Now, lying on the damp cement and fearing another death, Jack was aware only of the agony of broken bones, and the smell of strong garlic and stale cigarette smoke. The mountain of a man who was holding him down had breath that could kill. But the sidewalk under his body also had a smell. So had the girl he'd tried to save; so did the bark and new leaves of the venerable Washington Square trees. Right at that moment Jack Devereaux could have named all the smells of flat-on-the-ground Washington Square. A faint odor of urine, too, from the dogs. What else? Something about the guy struck a chord. He couldn't pin it down. Then his thoughts spun back to the woman surrounded by cops on the ground near him. Dear God, he didn't want to have hesitated and been too late.
"Please… is she okay?" His voice was like ashes in his throat. Everything in his life had changed two weeks ago, but he still sounded pathetic, like someone who had no control over his life.
"Whose dog is this?" The question did not come from the mountain with the horrific breath. A new person had arrived. This one smelled of leather and bay rum aftershave.
"Mine." Jack tried to reach out with his other hand, his left one, but Sheba was beyond his reach, too. The chocolate lab also had a strong smell. It was always comforting to him. Now, restrained by a stranger holding her leash, she whined f
rom the bottom of her soul. Boss, boss, boss. Get over here.
"How are you doing?" The new person squatted by his side. Jack saw his mustache and thought cop, not doctor. "I don't know," he said honestly.
"Looks like your arm is broken. I'm Lieutenant Sanchez. We're going to move you in a minute. Can you give me your name and address? Someone to call?"
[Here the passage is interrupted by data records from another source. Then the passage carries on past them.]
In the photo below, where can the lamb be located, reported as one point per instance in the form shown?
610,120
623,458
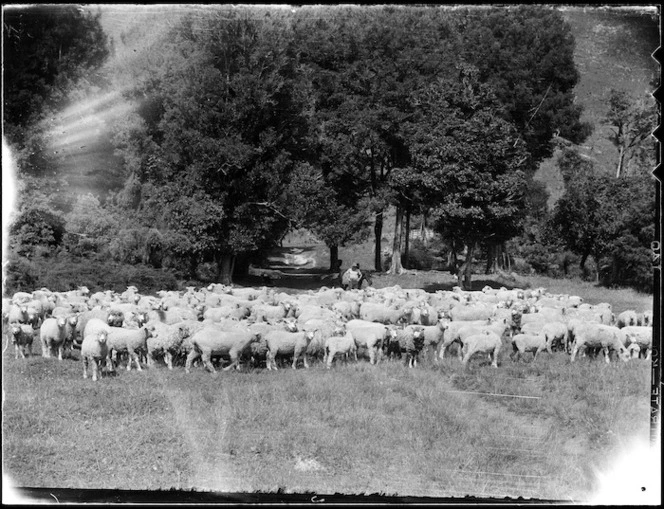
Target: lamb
286,343
599,335
380,313
17,314
486,342
451,334
236,312
93,351
556,334
523,343
340,344
130,341
639,339
267,312
370,335
433,337
53,334
22,336
211,341
471,312
165,340
409,341
627,318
"Is she all right?" Jack asked about the woman.
"Yeah." The word came out curt. "She's all right. Your name?"
"Jack Devereaux."
There was silence for a moment. It was always like that these days. As soon as people heard Jack's name, it hit the famous-name register. Yeah, know that one. A celeb. New York was full of them. But Jack was a recent celeb. He wasn't used to it.
"The Jack Devereaux?" the lieutenant said after a beat.
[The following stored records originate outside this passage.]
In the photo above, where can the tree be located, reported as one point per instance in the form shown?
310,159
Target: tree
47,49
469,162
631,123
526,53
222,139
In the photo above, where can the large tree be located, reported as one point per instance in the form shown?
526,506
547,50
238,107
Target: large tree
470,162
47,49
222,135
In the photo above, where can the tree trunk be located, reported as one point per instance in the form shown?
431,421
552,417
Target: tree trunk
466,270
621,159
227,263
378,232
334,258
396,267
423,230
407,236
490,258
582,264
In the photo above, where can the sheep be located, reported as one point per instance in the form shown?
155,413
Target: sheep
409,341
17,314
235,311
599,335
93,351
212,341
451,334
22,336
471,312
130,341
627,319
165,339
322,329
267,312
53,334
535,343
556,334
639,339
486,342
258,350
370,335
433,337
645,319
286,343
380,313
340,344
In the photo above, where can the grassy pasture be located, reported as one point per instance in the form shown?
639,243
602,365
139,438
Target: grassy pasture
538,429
"Which would that be?" Jack might be paralyzed for life, but he couldn't resist playing out the famous-name game.
"Creighton Blackstone's son?" Already amazement was sounding in the officer's voice.
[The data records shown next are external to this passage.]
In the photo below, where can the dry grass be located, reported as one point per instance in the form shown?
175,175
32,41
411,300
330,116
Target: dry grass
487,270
Jack and the rest of the world were pretty much with him on that one. Shock had echoed around the globe. It was difficult to believe that one of the founding fathers of the Internet, a man with a large empire, whose life had been written about and dissected a hundred times, had actually died leaving an heir no one knew he had. Including and especially the heir himself. Jack Devereaux, a perfectly ordinary young man, nobody of note, was suddenly immensely wealthy. Or soon to be wealthy. Who'd have thunk?
"Yes, sir, I am," Jack admitted. Until two weeks ago he'd been a young entrepreneur struggling to build his own Internet company. And his mother, bitter to the end because her husband had left her long before making his fortune and having to share it with her, had never told him.